AI risk arguments often gesture at smarter AIs being “more rational”/“closer to a perfect utility maximizer" (and hence being more dangerous) but what does this mean, concretely? Almost anything can be modeled as a maximizer of some utility function.
The only way I can see to salvage this line of reasoning is to restrict the class of utility functions one can have such that the agent's best-fit utility function cannot be maximized until it gets very capable. The restriction may be justified on the basis of which kind of agents are unstable under real-world conditions/will get outcompeted by other agents.
With people, you can appeal to the notion of reasonable vs. unreasonable utility functions, and hence look at their divergence from a maximizer of the best-fit "reasonable" utility function. For example, if I appear to have very different preferences at different points in time (e.g. I prefer to hold a red apple on odd hours and a green apple on even hours), you can extract money from me, and that seems "irrational" to us. But it’s only truly irrational if you require that I’m not indifferent to money and that I don’t prefer different fruit depending on the current time.
You can also informally constrain the set of "reasonable" utility functions by what people say they want. Like if I say "I want to win a chess tournament" you might consider me irrational if I get drunk on the day of the tournament.
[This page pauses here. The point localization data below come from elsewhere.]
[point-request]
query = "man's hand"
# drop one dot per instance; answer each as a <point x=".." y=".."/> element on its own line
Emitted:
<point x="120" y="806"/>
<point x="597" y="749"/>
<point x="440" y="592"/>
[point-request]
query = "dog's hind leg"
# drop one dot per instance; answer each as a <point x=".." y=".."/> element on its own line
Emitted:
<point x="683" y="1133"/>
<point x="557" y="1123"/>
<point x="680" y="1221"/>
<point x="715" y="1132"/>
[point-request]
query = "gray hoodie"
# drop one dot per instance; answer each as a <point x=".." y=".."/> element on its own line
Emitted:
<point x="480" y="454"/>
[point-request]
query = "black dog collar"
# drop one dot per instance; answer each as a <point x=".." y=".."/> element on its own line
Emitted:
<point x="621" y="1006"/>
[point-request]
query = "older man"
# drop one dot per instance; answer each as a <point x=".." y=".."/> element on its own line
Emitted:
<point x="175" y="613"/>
In any particular real-world situation where people discuss rationality and preferences, we can use a rough situation-specific model of "what kinds of things can one have preferences over" and this allows us to constrain the set of valid utility functions.
My point here is that it's easy to model something as an EU-maximizer if you allow "unreasonable"-seeming utility functions. If you're saying it's only rational when the utility function you're maximizing is the one you "want" to maximize, how do you define "want" here in a non-circular way?
Simplicity per se doesn't make sense, e.g. if I want to maximize the value of my coins and you want to maximize the total size of all your coins, it doesn't seem relevant which one of those goals is simpler.
There are only four axioms, so this doesn't provide a lot of differences in degree.
A narrow type of "reasonableness" restriction might be that you're not allowed to prefer different things depending on the current time, otherwise over time you'll bleed real-world resources (like energy or money) and get outcompeted by other agents that don't have time-varying preferences.
However, such a restriction seems insufficient. For example, I could say that Deep Blue is just as rational/EU-maximizing as Stockfish if the chess models' utility functions are just a lookup table of which move they prefer to take in each board state.
If you prefer different things depending on extremely subtle changes, you're not robust to noise in perception and computation. Therefore you're unlikely to be able to fulfil your preferences under real-world constraints.
I think a combination of A4 and A5 is the way to go here; when people discuss "approximation of a utility maximizer" what they really mean is "approximation of a utility maximizer with consistent preferences over time and small perturbations".